Dengan penebusan oleh darah Yesus, maka tubuh kita bukan milik kita sendiri (1Kor. 6:19-20). Tuhan yang memiliki tubuh kita secara penuh. Sebenarnya, kita tidak lagi memiliki keberhakkan atas tubuh kita ini. Harus dimengerti bahwa konteks 1 Korintus 6:12-20 adalah mengenai dosa percabulan. Di dalamnya Paulus mengajar kita untuk menjadi satu roh dengan Tuhan (1Kor. 6:17). Untuk menjadi satu roh dengan Tuhan, tubuh kita harus kudus. Itulah sebabnya Firman Tuhan mengatakan dalam 2 Korintus 6:17-18, Sebab itu: “Keluarlah kamu dari antara mereka, dan pisahkanlah dirimu dari mereka, firman Tuhan, dan janganlah menjamah apa yang najis, maka …” Dalam teks ini orang percaya dipanggil untuk keluar dari kehidupan yang tidak sesuai kehendak Allah, sejak di dunia ini dan dalam pergaulan di bumi. Dengan penebusan oleh darah Yesus, maka tubuh kita adalah Bait Roh Kudus. Allah berkenan hadir dalam hidup kita, menyatu dengan kita dalam persekutuan setiap saat. Itulah sebabnya, tidak bisa tidak, tubuh yang kita kenakan ini tidak boleh dicemari dosa sama sekali. Dosa yang dilakukan dengan tubuh ini merupakan tindakan tidak menghormati Tuhan. Idealnya, orang yang telah ditebus oleh darah Yesus berani menyatakan seperti yang dikatakan Paulus: “Hidupku bukan aku lagi” (Gal. 2:20).

Persembahan yang berkenan artinya, bahwa seluruh tindakan hidup kita dengan tubuh ini selalu sesuai dengan pikiran dan perasaan Allah.
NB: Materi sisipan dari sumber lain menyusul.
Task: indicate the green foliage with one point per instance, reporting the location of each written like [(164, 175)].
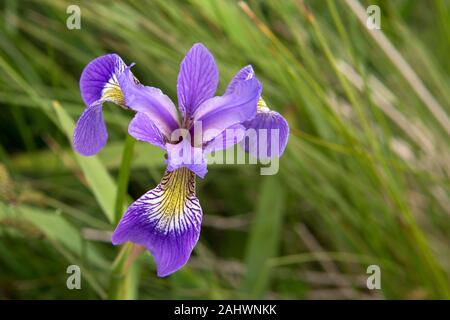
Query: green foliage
[(364, 179)]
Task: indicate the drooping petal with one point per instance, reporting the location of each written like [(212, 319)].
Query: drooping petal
[(197, 79), (90, 133), (245, 73), (142, 128), (222, 112), (272, 133), (183, 154), (228, 138), (151, 101), (166, 220), (99, 80), (98, 84)]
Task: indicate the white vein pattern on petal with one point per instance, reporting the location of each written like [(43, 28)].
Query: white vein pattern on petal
[(172, 206)]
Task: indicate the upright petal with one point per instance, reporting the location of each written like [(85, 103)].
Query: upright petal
[(151, 101), (166, 220), (142, 128), (272, 133), (222, 112), (184, 155), (245, 73), (228, 138), (197, 79), (90, 133), (99, 80)]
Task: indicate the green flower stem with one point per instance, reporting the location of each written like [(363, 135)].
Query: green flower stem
[(124, 175), (125, 274), (123, 282)]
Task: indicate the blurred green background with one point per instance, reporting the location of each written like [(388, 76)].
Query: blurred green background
[(365, 179)]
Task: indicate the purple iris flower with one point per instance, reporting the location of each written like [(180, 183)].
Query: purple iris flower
[(167, 219)]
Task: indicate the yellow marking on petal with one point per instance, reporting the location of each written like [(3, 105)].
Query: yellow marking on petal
[(262, 106), (173, 202), (112, 92)]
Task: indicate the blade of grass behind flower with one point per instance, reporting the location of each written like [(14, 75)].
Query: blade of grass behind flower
[(264, 237)]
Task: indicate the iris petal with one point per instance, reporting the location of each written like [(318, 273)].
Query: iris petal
[(228, 138), (151, 101), (142, 128), (98, 83), (90, 133), (197, 79), (166, 220), (99, 80), (245, 73), (272, 132), (222, 112), (183, 154)]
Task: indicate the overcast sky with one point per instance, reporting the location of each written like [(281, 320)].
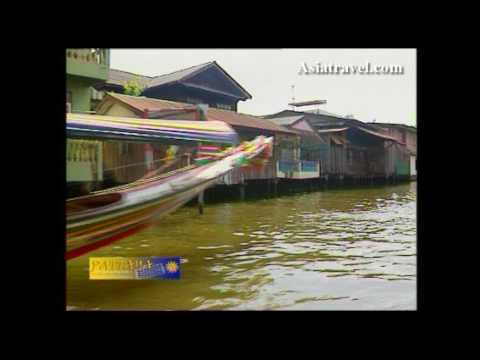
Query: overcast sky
[(268, 75)]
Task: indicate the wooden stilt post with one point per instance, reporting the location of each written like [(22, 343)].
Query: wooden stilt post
[(242, 191), (201, 202)]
Dalam hal ini, seluruh penggunaan tubuh harus sesuai dengan kehendak Roh Kudus. Hal ini dapat dilihat dengan jelas melalui tulisan Paulus dalam 1 Korintus 6:19-20, “…atau tidak tahukah kamu, bahwa tubuhmu adalah bait Roh Kudus yang diam di dalam kamu, Roh Kudus yang kamu peroleh dari Allah, — dan bahwa kamu bukan milik kamu sendiri? Sebab kamu telah dibeli dan harganya telah lunas dibayar: Karena itu muliakanlah Allah dengan tubuhmu!” Dengan tubuh kita dibeli oleh Tuhan Yesus, maka hanya Dia yang berhak menggunakan sesuai dengan kehendak-Nya, jika tidak maka berarti memberontak.